ランチタイムに「親友」シャザムがフレディの元を訪れ、「ついでに友達も連れてきたよ」と言う言葉に振り向くと、そこにはなんとスーパーマンが!

座っているフレディがすぐ側に立った高身長のスーパーマンを見上げているため、角度的に顔が映らないという演出は上手く作ってあり、特に違和感はありませんでした。

ちなみに、この首から下だけのスーパーマンを演じたのは、ザッカリー・リーヴァイのスタントダブルであるライアン・ハドリー(Ryan Hadley)です。

映画「シャザム!」全体の感想

まず個人的に大好きな点が、Dr.シヴァナのキャラクターです。

シャザムことビリーとフレディがヒーローパワーに大はしゃぎする中、ファー付きのブラックコートに身を包み、しかもスキンヘッドという怪し過ぎる雰囲気のDr.シヴァナ。

劇中ではシャザムのコスチュームがユニーク過ぎると色々な人から指摘を受けていますが、真っ赤な全身タイツに白マントと言う、ある意味ヒーローとしてはテンプレ的な姿です。

それに対し、悪役(ヴィラン)であるDr.シヴァナは一見服装は普通ですが、2人が対峙すると逆にその普通さに却って違和感を感じます。

シャザムとのやり取りも、シリアスな台詞からコミカルな掛け合いまで様々でしたが、宇宙人でも神でもなく、あくまでも素は「人間」である悪役(ヴィラン)としては完璧な演技だったと思います。

流石は悪役(ヴィラン)の大御所マーク・ストロングと言った感じでした。

DCEUとは違う作風をあえて打ち出したこの映画「シャザム!」ですが、あくまでもストーリーが子供目線というのがポイントだと思います。

スーパーマンやバットマンなど、既にある程度年齢を重ねた大人から見た世界ではなく、まだまだ限られた世界(自分の周り)しか見えていない子供の目線。

突然凄い力を手に入れても、やってみたい事はビールを飲んだり、力を大道芸のように見せびらかしてお小遣いを稼いでみたりとかなり限定的です。

悪人の登場に「よし!悪者を退治するぞ!」と意気込んでみても、いざピンチになると「子供だから殴らないで!」と頼んだり逃げ出したりします。

そんなシャザム(ビリー)が、兄弟たちと力を合わせ目の前の目標を達成する事で、少しだけ成長する物語。

まだまだ中身は子供でスーパーマンのようには行かないけれど、だからこそこれから沢山の経験を積んで、自分たちの純真な正義のために活動していくんだぞ、という綺麗な世界を見た気がしました。

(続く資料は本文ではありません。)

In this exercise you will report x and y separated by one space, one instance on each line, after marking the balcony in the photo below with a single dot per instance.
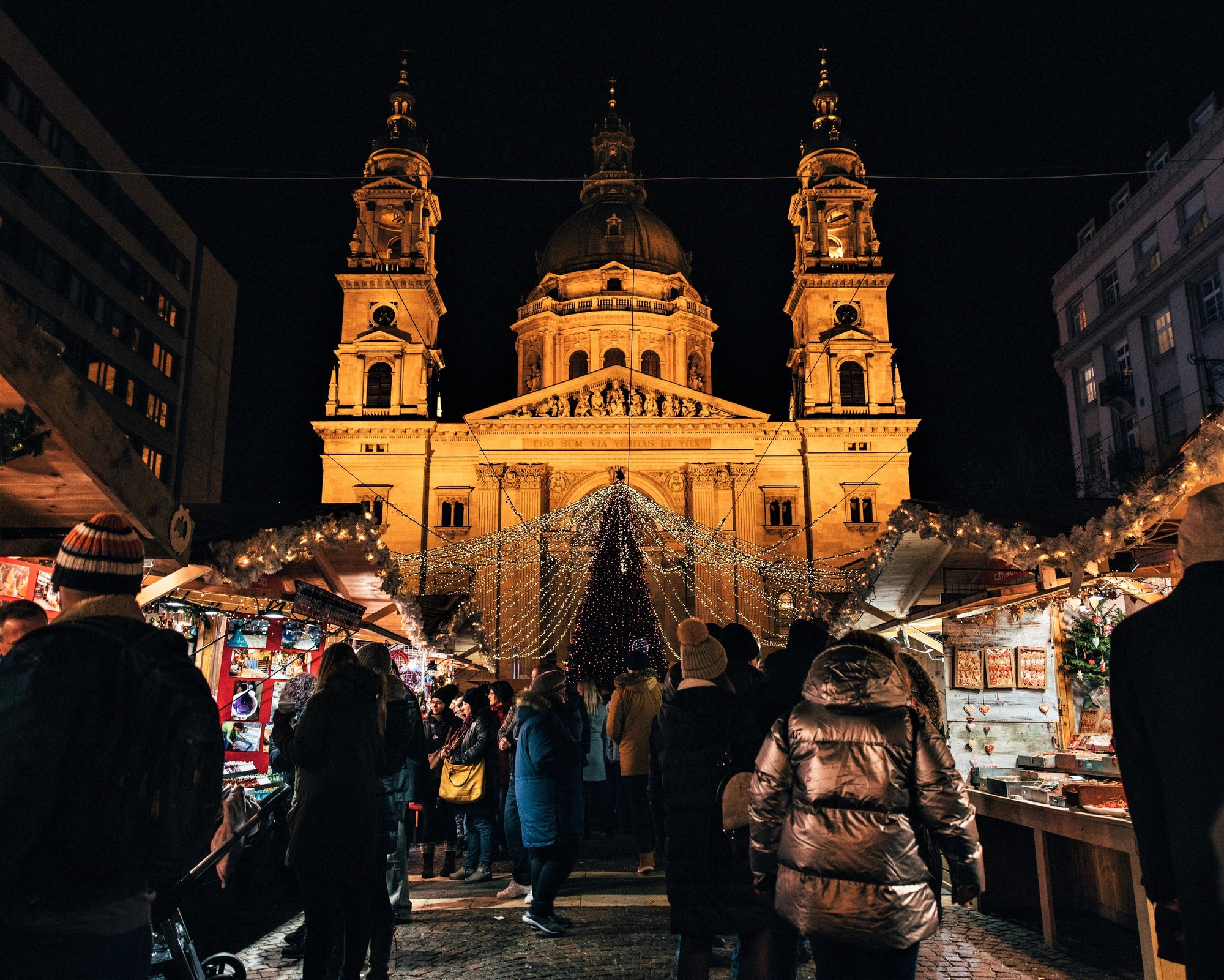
1117 391
1125 465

あと色々と参考になったのがアメリカの学校の描写です。

ヴァスケス家の子供達はみんな同じ学校に通っているのですが、それが実にアメリカらしい感じでした。

具体的に言うと、まず学校に入るのに空港のような手荷物検査があります。

これはよくニュースにもなっている、学校での銃乱射事件などを防ぐためでしょうね。

さらに、守衛が常に学校の出入口を見張っています。

これは学校への不法侵入を防ぐ目的もあるでしょうが、生徒を勝手にエスケープさせないようにする為のようです。

さらには学食があり、学年によって利用する時間帯が決まっているようです。

ヴァスケス家の子供たちは、下はサンタを信じる小学生から、上は来年大学に進学する高校生の子まで揃っていますので、かなりのマンモス校なのでしょうね。

あと、エンディングで使われていたアニメーションも面白くて良かったです。

シャザムとジャスティス・リーグとの夢の共演を見ることが出来ました(笑)

また、お馴染みのEL(エンドロール)後のショートシーンでは、前作「アクアマン」の大成功へのやっかみを含めたメタ的なやり取りも見られるなど、最後まで楽しませてくれる作品でした!